Naminé war wirklich hübsch, doch sie war eine Waldelbin! So etwas durfte er nicht mal annähernd denken! Sias seufzte. „Wir können morgen Abend auf dem Schiff schlafen, wenn du willst“, sagte er schließlich zu ihr.
„Wirklich? Geht das?“. Sias nickte. Charlie würde sich schon irgendwie umstimmen lassen. Neben Naminé und ihm ließ sich plötzlich jemand nieder. Die Waldelbin sah den ungebetenen Sitznachbar an, es war der gleiche Matrose wie vorher.
„Auf den hast du gewartet?! Du weißt schon es gibt schönere Männer hier in Dunac“, sagte er zu ihr und sah Sias an. Der versuchte ihn, vorerst zu ignorieren.
„Ach?
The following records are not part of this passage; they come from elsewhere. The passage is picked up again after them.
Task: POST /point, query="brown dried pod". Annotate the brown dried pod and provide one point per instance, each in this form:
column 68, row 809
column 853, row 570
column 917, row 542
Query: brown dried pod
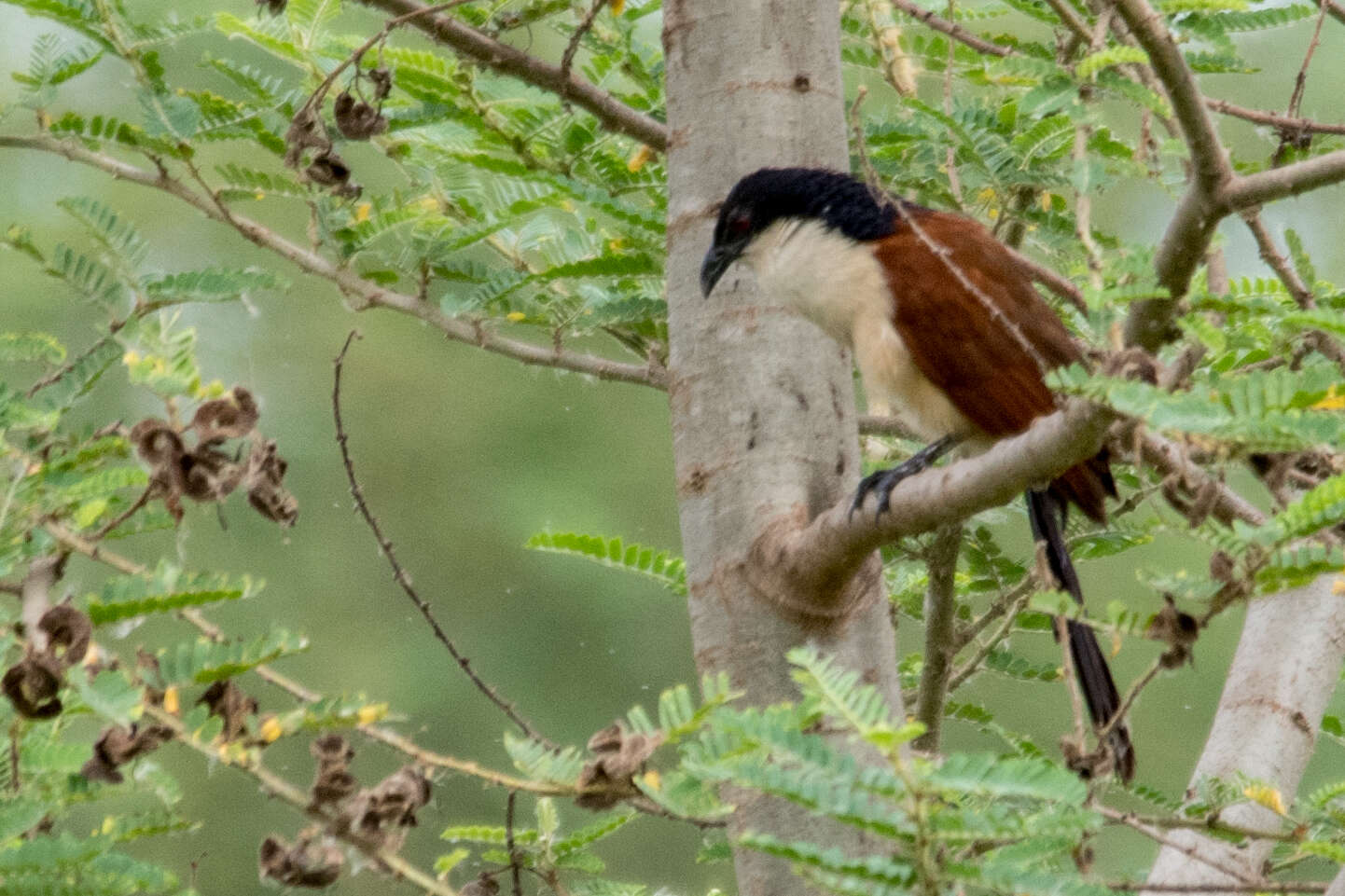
column 118, row 746
column 306, row 132
column 230, row 702
column 328, row 170
column 382, row 79
column 155, row 442
column 264, row 479
column 355, row 118
column 230, row 418
column 620, row 756
column 210, row 476
column 69, row 634
column 310, row 862
column 33, row 685
column 483, row 886
column 397, row 796
column 331, row 786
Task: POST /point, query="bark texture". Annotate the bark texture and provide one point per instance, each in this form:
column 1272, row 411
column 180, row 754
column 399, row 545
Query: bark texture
column 1283, row 673
column 761, row 403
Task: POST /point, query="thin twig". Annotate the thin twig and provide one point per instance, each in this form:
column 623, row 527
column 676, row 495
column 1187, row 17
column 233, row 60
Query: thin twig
column 398, row 572
column 1277, row 261
column 15, row 729
column 1296, row 99
column 1211, row 822
column 1128, row 701
column 1302, row 887
column 951, row 151
column 508, row 844
column 1186, row 849
column 319, row 93
column 940, row 632
column 1256, row 116
column 951, row 29
column 574, row 46
column 1071, row 19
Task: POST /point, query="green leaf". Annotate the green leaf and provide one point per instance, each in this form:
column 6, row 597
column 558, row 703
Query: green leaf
column 110, row 696
column 861, row 708
column 1010, row 777
column 78, row 15
column 1321, row 507
column 487, row 834
column 267, row 35
column 90, row 279
column 870, row 869
column 31, row 346
column 1110, row 57
column 544, row 763
column 206, row 661
column 118, row 236
column 592, row 833
column 166, row 589
column 663, row 567
column 213, row 284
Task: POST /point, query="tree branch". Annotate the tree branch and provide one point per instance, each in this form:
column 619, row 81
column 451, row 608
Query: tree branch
column 347, row 280
column 952, row 30
column 1271, row 255
column 1284, row 123
column 1284, row 670
column 1208, row 158
column 506, row 60
column 802, row 562
column 1280, row 183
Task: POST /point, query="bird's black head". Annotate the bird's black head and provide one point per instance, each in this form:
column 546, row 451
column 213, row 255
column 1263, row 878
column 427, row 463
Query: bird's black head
column 761, row 198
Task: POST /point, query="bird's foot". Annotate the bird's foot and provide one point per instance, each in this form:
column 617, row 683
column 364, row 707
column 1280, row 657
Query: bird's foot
column 884, row 480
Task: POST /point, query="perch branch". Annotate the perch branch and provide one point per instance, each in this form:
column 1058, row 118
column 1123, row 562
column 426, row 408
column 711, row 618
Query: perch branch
column 807, row 559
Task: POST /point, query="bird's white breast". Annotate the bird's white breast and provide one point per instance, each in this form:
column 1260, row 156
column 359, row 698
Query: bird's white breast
column 839, row 285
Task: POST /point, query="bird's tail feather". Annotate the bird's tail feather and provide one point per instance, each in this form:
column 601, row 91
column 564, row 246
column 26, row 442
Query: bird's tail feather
column 1046, row 512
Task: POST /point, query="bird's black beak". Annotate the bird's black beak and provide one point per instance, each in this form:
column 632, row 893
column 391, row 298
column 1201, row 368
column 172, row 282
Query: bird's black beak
column 717, row 260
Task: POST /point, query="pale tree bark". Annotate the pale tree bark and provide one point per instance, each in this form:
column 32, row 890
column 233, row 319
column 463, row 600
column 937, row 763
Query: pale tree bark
column 761, row 403
column 1283, row 674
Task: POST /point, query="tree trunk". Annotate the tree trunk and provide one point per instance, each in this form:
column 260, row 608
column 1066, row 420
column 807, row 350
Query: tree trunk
column 1283, row 674
column 761, row 403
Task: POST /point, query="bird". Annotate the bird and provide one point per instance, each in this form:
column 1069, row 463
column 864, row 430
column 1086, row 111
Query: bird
column 947, row 331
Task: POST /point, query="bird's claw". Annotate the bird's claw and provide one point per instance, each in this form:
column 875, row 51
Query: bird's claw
column 882, row 482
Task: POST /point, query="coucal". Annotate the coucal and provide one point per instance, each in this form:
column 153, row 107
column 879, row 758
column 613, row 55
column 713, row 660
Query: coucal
column 949, row 333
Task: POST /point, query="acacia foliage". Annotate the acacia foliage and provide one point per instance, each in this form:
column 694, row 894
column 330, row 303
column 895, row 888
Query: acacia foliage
column 508, row 207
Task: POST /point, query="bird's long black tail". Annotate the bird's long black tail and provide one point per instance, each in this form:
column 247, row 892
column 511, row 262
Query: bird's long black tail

Du glaubst du bist hübscher?“, sagte Naminé sarkastisch und schüttelte den Kopf. „Da ist ja noch ein einäugiger Bettler hübscher als du!“. Sias verkniff sich ein Lachen.
Er drehte den Kopf nun zu den Matrosen. „Verschwinde, Bürschen!“. Der Matrose sog scharf die Luft ein.
„Das werdet ihr mir büßen!“, prophezeite er den beiden und verschwand. Naminé sah Sias an. Der Elbenjäger grinste, worauf die Waldelbin ebenfalls damit anfing.
„Bin ich naiv?“, fragte sie ihn und begann nun zu lachen. Sias stimmte darin ein. „Ich mag dich zwar nicht, doch du bist nicht auf den Mund gefallen“. Naminé streckte ihm die Zunge raus. „Dunac. Die Stadt der Liebe“.